Hotmail outage explained, preventative steps taken (we suggest some more of our own)

wave4hotmail News Today on the Inside Windows Live blog, to their credit, the Windows Live team through Mike Schackwitz explained what happened in the Hotmail outage that occurred over the New Year’s Day weekend.  Basically, after running some automated stress tests, some dummy log in accounts were reset, and in doing so inadvertently reset some real Live ID accounts as well.

In Hotmail, one way we monitor the health of the email service is through automated tests. We set up a number of accounts with different configurations, and then use automated tests to log into these accounts, simulate normal user activity and behavior, and report when errors are found. We use scripts to create and delete these test accounts in bulk. The way we delete a test account is to remove its record from a group of directory servers that route users and incoming mail to the correct mailbox. 

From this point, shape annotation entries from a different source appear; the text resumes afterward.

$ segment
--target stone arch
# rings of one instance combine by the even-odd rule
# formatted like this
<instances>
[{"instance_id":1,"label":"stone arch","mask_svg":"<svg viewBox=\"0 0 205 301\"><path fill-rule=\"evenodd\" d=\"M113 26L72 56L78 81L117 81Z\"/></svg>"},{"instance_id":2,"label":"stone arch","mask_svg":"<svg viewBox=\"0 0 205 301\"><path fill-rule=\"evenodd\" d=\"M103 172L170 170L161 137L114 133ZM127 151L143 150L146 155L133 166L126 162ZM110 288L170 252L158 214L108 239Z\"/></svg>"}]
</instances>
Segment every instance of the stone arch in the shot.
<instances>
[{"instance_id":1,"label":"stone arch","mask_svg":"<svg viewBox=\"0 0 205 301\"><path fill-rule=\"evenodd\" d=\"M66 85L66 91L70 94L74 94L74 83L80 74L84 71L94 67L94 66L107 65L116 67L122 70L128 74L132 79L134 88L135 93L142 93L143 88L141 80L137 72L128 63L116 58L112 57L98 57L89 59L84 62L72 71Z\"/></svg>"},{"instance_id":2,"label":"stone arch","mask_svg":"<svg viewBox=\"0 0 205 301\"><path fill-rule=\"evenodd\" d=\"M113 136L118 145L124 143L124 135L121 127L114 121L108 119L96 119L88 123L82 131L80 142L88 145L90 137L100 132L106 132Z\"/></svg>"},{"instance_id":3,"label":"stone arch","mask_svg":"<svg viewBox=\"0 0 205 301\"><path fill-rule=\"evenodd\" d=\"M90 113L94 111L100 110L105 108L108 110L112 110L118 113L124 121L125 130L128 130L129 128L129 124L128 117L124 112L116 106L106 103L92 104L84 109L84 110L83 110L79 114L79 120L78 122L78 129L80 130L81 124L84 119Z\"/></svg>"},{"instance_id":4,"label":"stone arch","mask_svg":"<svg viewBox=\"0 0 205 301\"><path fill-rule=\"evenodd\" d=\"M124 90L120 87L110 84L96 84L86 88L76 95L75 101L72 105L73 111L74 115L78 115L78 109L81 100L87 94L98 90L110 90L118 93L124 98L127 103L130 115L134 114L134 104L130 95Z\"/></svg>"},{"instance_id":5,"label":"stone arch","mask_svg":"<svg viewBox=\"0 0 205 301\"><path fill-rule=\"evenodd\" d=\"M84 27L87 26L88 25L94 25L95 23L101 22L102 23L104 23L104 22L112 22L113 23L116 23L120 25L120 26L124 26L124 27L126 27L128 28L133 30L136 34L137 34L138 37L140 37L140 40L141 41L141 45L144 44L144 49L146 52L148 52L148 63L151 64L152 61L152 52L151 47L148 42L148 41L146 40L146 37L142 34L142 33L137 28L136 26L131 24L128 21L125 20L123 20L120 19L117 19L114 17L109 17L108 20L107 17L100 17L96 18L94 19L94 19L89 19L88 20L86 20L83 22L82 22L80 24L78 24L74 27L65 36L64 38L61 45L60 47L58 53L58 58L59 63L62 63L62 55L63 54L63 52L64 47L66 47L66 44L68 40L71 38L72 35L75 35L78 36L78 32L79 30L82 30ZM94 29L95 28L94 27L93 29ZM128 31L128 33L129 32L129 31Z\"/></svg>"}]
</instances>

On December 30th, we had an error in a script that inadvertently removed the directory records of a small number of real user accounts along with a set of test accounts. Please note that the email messages and folders of impacted users were not deleted; only their inbox location in the directory servers was removed.  Therefore when they logged in, a new mailbox was automatically created for them on a new storage server that didn’t contain their old messages and folders.   This is why the accounts received the “Welcome to Hotmail” message. 

After describing the details of the outage (and we appreciate the openness here), Schackwitz goes on to describe a set of actions to make sure “this never happens again”:

  • We are updating our infrastructure to use a separate code path for provisioning and removing test accounts, so that our testing no longer risks affecting real user accounts. 
  • We are changing our issue alert process so that when multiple users report missing data, these issues get a higher priority and immediate action.
  • We are updating our feedback process so that we can more clearly communicate status to affected customers through the support forums.

While we commend the Windows Live team for making changes in their procedures, to learn from their mistakes, so to speak, but we’d like to add a couple suggestions of our own:

  • Monitor your forums (in person).  We had numerous reports from LiveSide readers on the rash of new complaints in the forums, well before the issue became well known.  If our readers were on it, why wasn’t Windows Live?
  • Get involved in your forums.  While we were interested (and ok, a little bit amused) to see Corp VP Chris Jones join the Facebook group, he, and other Windows Live executives and managers shouldn’t be strangers in the forums.  They should not only monitor and listen, but participate.
  • Get rid of the 270 day limit.  While the vast majority of unattended accounts may have been abandoned, the minority that aren’t are vocal and upset to have lost their emails.  Simply isn’t worth the bad buzz.

Again, we appreciate the openness and honesty that Schackwitz and Windows Live displayed by posting an explanation, it’s the kind of thing that we need to see more of across Windows Live.